Most easiest way you can use Numpy Packages for that purpose:
import numpy
s = numpy.array([2, 3, 1, 4, 5])
sort_index = numpy.argsort(s)
print(sort_index)
But If you want that you code should use baisc python code:
s = [2, 3, 1, 4, 5]
li=[]
for i in range(len(s)):
li.append([s[i],i])
li.sort()
sort_index = []
for x in li:
sort_index.append(x[1])
print(sort_index)
We will create another array of indexes from 0 to n-1
Then zip this to the original array and then sort it on the basis of the original values
ar = [1,2,3,4,5]
new_ar = list(zip(ar,[i for i in range(len(ar))]))
new_ar.sort()
`
s = [2, 3, 1, 4, 5]
print([sorted(s, reverse=False).index(val) for val in s])
For a list with duplicate elements, it will return the rank without ties, e.g.
s = [2, 2, 1, 4, 5]
print([sorted(s, reverse=False).index(val) for val in s])
returns
[1, 1, 0, 3, 4]
Import numpy as np
FOR INDEX
S=[11,2,44,55,66,0,10,3,33]
r=np.argsort(S)
[output]=array([5, 1, 7, 6, 0, 8, 2, 3, 4])
argsort Returns the indices of S in sorted order
FOR VALUE
np.sort(S)
[output]=array([ 0, 2, 3, 10, 11, 33, 44, 55, 66])
Code:
s = [2, 3, 1, 4, 5]
li = []
for i in range(len(s)):
li.append([s[i], i])
li.sort()
sort_index = []
for x in li:
sort_index.append(x[1])
print(sort_index)
Try this, It worked for me cheers!
firstly convert your list to this:
myList = [1, 2, 3, 100, 5]
add a index to your list's item
myList = [[0, 1], [1, 2], [2, 3], [3, 100], [4, 5]]
next :
sorted(myList, key=lambda k:k[1])
result:
[[0, 1], [1, 2], [2, 3], [4, 5], [3, 100]]
A variant on RustyRob's answer (which is already the most performant pure Python solution) that may be superior when the collection you're sorting either:
Isn't a sequence (e.g. it's a set, and there's a legitimate reason to want the indices corresponding to how far an iterator must be advanced to reach the item), or
Is a sequence without O(1) indexing (among Python's included batteries, collections.deque is a notable example of this)
Case #1 is unlikely to be useful, but case #2 is more likely to be meaningful. In either case, you have two choices:
Convert to a list/tuple and use the converted version, or
Use a trick to assign keys based on iteration order
This answer provides the solution to #2. Note that it's not guaranteed to work by the language standard; the language says each key will be computed once, but not the order they will be computed in. On every version of CPython, the reference interpreter, to date, it's precomputed in order from beginning to end, so this works, but be aware it's not guaranteed. In any event, the code is:
sizediterable = ...
sorted_indices = sorted(range(len(sizediterable)), key=lambda _, it=iter(sizediterable): next(it))
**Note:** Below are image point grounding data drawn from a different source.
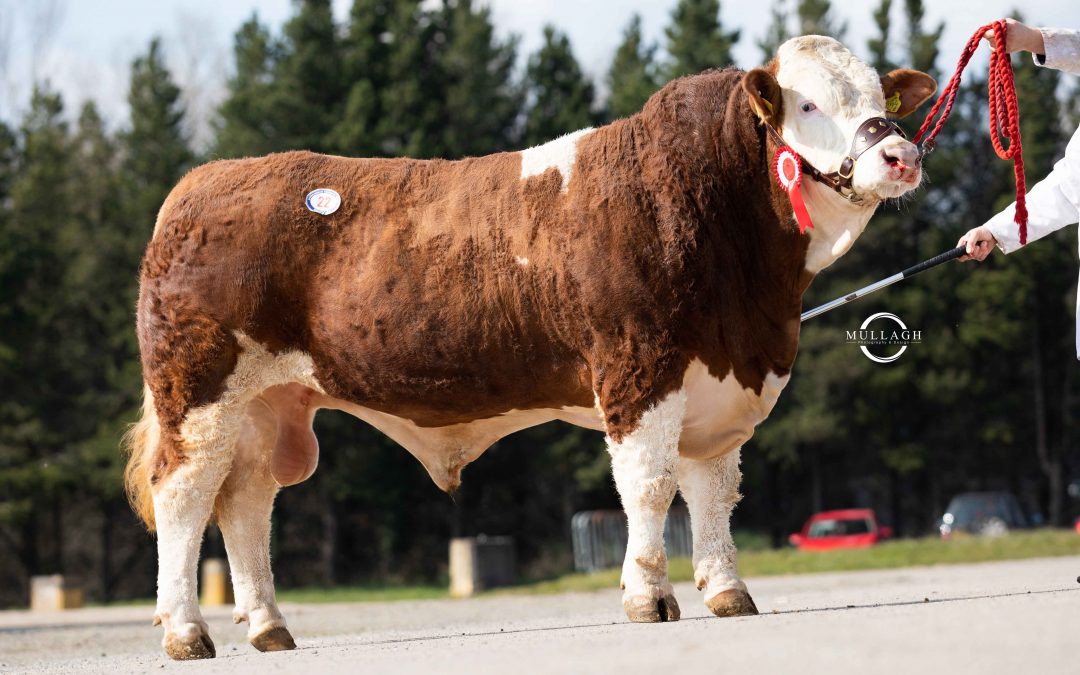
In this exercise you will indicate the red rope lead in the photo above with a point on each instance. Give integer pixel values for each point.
(1004, 111)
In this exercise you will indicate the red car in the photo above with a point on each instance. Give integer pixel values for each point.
(850, 528)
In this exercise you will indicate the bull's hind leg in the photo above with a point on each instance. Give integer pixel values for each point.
(183, 500)
(711, 490)
(644, 463)
(243, 514)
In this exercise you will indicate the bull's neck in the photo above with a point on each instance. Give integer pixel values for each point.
(837, 225)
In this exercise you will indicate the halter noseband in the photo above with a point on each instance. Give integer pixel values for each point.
(868, 134)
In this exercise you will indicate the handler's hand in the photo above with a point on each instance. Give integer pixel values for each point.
(1020, 38)
(979, 242)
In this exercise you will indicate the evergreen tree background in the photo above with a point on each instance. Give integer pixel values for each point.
(989, 400)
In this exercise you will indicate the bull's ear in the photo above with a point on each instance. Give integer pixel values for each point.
(764, 94)
(905, 90)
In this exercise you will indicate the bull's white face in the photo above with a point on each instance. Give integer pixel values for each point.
(827, 94)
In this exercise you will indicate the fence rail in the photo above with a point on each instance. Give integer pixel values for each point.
(599, 538)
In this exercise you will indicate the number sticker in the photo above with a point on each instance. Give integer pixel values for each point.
(323, 201)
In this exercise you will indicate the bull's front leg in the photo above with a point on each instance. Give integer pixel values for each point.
(644, 463)
(711, 490)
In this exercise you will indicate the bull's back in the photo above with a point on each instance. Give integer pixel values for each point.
(431, 282)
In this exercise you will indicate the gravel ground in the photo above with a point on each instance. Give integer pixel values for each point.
(1015, 617)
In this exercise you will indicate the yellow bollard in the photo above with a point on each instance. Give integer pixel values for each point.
(53, 592)
(215, 584)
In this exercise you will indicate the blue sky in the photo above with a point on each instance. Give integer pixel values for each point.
(84, 46)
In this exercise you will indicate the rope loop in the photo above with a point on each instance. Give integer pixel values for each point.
(1003, 111)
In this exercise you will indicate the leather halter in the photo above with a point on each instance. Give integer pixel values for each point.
(868, 134)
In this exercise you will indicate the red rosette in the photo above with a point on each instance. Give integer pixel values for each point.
(787, 167)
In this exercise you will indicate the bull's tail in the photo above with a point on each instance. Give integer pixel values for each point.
(140, 443)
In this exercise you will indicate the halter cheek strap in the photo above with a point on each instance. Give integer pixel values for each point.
(868, 134)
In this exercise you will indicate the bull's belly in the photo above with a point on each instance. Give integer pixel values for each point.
(720, 414)
(445, 450)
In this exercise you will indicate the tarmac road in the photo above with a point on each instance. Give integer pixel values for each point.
(1014, 617)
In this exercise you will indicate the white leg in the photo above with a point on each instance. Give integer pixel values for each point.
(183, 501)
(711, 490)
(644, 466)
(246, 502)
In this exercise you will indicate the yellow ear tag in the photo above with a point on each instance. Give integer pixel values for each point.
(892, 104)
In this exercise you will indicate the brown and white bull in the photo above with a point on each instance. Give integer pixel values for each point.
(644, 279)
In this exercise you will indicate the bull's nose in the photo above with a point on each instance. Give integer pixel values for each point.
(901, 156)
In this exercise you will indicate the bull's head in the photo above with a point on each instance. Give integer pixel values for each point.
(823, 100)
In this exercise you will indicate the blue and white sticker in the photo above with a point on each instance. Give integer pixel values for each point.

All that does is provide a key function that ignores the value it's given (an index) and instead provides the next item from an iterator preconstructed from the original container (cached as a defaulted argument to allow it to function as a one-liner). As a result, for something like a large collections.deque, where using its .__getitem__ involves O(n) work (and therefore computing all the keys would involve O(n²) work), sequential iteration remains O(1), so generating the keys remains just O(n).
If you need something guaranteed to work by the language standard, using built-in types, Roman's solution will have the same algorithmic efficiency as this solution (as neither of them rely on the algorithmic efficiency of indexing the original container).
To be clear, for the suggested use case with collections.deque, the deque would have to be quite large for this to matter; deques have a fairly large constant divisor for indexing, so only truly huge ones would have an issue. Of course, by the same token, the cost of sorting is pretty minimal if the inputs are small/cheap to compare, so if your inputs are large enough that efficient sorting matters, they're large enough for efficient indexing to matter too.